2 and 3 cylinder engines in North American cars aren’t going to be the norm any time soon as they tend to get worse mileage than the larger engines. For example Ford sells a 1 liter Ecoboost 3 cylinder version of the Focus in Europe. It gets the same real world mileage as the naturally aspirated 2.0L I4 used in the North American Focus . Likewise Fiat makes a 2 cylinder 900cc (I think) version of it’s small Panda city car. It’s real world mileage is substantially less than the diesel engines fiat offers for the Panda and also less than the larger 1.2L petrol engine offered.

With that said, I do see turbocharged fours being used more in the North American market, as well as direct injected, high tech fours. V6’s will still be around, but they won’t be as common. I also see diesels making some headway as well. Unfortunately for some of us big displacement muscle cars and sports cars will go up in price.

There’s another term you might hear on occasion: “crate engine”. Generally a crate engine is considered to be an engine that’s ready to install. While a “long block” includes the heads and valvetrain, it doesn’t include the induction system, exhaust manifold(s), alterator, etc. necessary to complete the engine. A crate engine does.

Pics (all small block Chevys):
Short block-

Long block-

‘Crate engine’ (note no alternator or exhaust manifolds, that depends, also this seller calls everything a ‘crate engine’, short and long blocks included. This they call a ‘turnkey crate engine’)-

I think of these when I think of a crate engine.

But I gotta admit that even some of these are less complete than I suggested. Perhaps I over-stated.

         ok4450       " one can have a 390 cubic inch big block and 428 cubic inch small block. The latter is a 351 with a stroker kit."   You might be able to build a 351 up to 428, but a factory 428 was a BIG block.

Thanks everyone for taking time to post. Great explanations.

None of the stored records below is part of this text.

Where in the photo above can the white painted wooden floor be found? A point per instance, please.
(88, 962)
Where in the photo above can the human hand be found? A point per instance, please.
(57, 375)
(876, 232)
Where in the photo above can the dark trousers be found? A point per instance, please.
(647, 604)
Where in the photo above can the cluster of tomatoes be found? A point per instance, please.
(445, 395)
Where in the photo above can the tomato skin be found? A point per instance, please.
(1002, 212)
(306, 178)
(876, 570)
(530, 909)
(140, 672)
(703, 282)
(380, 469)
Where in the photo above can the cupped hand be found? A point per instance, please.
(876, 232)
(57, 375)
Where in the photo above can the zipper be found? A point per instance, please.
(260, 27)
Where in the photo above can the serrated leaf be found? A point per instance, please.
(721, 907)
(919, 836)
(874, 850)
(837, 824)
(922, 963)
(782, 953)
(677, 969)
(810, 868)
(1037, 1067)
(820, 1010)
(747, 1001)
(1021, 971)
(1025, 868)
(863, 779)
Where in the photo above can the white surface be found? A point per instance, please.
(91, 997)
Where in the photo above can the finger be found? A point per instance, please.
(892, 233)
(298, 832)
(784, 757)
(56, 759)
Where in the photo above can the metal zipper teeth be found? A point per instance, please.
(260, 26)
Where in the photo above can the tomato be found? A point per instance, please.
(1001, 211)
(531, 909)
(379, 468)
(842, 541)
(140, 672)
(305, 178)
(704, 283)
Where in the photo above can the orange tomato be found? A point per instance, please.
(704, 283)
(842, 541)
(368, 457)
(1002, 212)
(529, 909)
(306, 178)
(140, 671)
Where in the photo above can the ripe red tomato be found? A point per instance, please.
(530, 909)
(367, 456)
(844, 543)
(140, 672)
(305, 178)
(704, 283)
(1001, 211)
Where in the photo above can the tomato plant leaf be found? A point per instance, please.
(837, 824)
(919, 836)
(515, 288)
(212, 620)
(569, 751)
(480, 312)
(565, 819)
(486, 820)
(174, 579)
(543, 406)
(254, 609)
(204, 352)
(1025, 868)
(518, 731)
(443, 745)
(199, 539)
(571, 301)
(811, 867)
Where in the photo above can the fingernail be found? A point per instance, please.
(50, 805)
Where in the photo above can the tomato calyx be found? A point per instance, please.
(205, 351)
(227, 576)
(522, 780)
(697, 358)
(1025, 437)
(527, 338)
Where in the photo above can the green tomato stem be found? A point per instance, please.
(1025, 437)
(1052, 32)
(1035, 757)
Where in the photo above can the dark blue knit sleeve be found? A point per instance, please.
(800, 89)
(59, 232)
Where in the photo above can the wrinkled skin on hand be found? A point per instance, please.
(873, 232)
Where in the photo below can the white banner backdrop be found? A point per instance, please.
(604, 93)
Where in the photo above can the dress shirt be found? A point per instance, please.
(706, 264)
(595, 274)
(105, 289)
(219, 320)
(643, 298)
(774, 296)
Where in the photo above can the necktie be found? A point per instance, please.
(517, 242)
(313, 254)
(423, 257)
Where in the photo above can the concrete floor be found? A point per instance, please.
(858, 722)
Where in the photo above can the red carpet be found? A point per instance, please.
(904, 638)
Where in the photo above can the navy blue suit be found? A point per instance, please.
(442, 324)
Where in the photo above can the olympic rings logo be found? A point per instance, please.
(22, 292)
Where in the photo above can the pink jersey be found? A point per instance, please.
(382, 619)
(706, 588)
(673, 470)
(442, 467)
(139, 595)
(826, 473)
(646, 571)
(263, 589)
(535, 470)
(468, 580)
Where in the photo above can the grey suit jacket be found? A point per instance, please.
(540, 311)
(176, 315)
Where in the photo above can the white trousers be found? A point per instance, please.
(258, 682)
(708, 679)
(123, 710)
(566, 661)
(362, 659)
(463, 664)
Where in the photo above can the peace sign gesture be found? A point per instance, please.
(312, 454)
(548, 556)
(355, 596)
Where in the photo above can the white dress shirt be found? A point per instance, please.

Car terminology can be confusing for the amaeture driveway fix-it-yourselver. One time I was removing a power steering pump from my 70’s Ford truck to get at the fuel pump – well, that’s a whole 'nother funny story – anyway, the Chilton’s manual said the way to do it was to “use a jam nut”. I wondered and wondered what the heck a “jam nut” was. Seriously, I thought and thought about this. … lol … Anyway, I never actually figured it out for certain what it was, but always willing to move forward even when I don’t know what I’m doing, I noticed the pump was held on by – not a bolt – but a threaded rod, and at the end of the rod there was a nut which was pretty rusted, so it stuck to the rod. I was able to remove the threaded rod from the block just but twisting the nut with a wrench. But if the nut wasn’t rusted on, then I think I’d probably have put another nut on there to make the nut not move. Then I thought to myself, I wonder, is this what a “jam nut” is? i.e. just two nuts back to back so they don’t move if you want to twist the threaded rod, not the nut?

The small block/big block dofference is cylinder bore spacong. All small blocks from one manifacturer will have the same spacing and rhe same for the big blocks. They can vary the bore and stroke but not the spacing. If they change the spacing they create a new engine family,
Ford may have considered some of their 400+engines " medium block " because they made gasoline V8 engines in 477 and 534 inch sizes for trucks.
Chrysler used 3 different block sizes on their early V8 engines of the 1950s. Dodge and Plymouths got the small block (generally) DeSoto got a medium block and Chrysler got the big blogk.

@GerogeSanJose - yes, that’s what I call a ‘jam nut’. I had to use them to retighten some boltls that came loose. I could only (easily) get to the threaded part of the end of the bolt, so I ‘jammed’ two nuts together to tighten the bolt, then used one of the nuts as a lock nut.

OK,sure would like to hear more about this smallblock Ford guy-good posts people-Kevin

oldtimer 11 If you increased the bore, wouldn’t you shorten the space between them. And also if you had a larger space between bores, wouldn’t that make for a longer (bigger) block??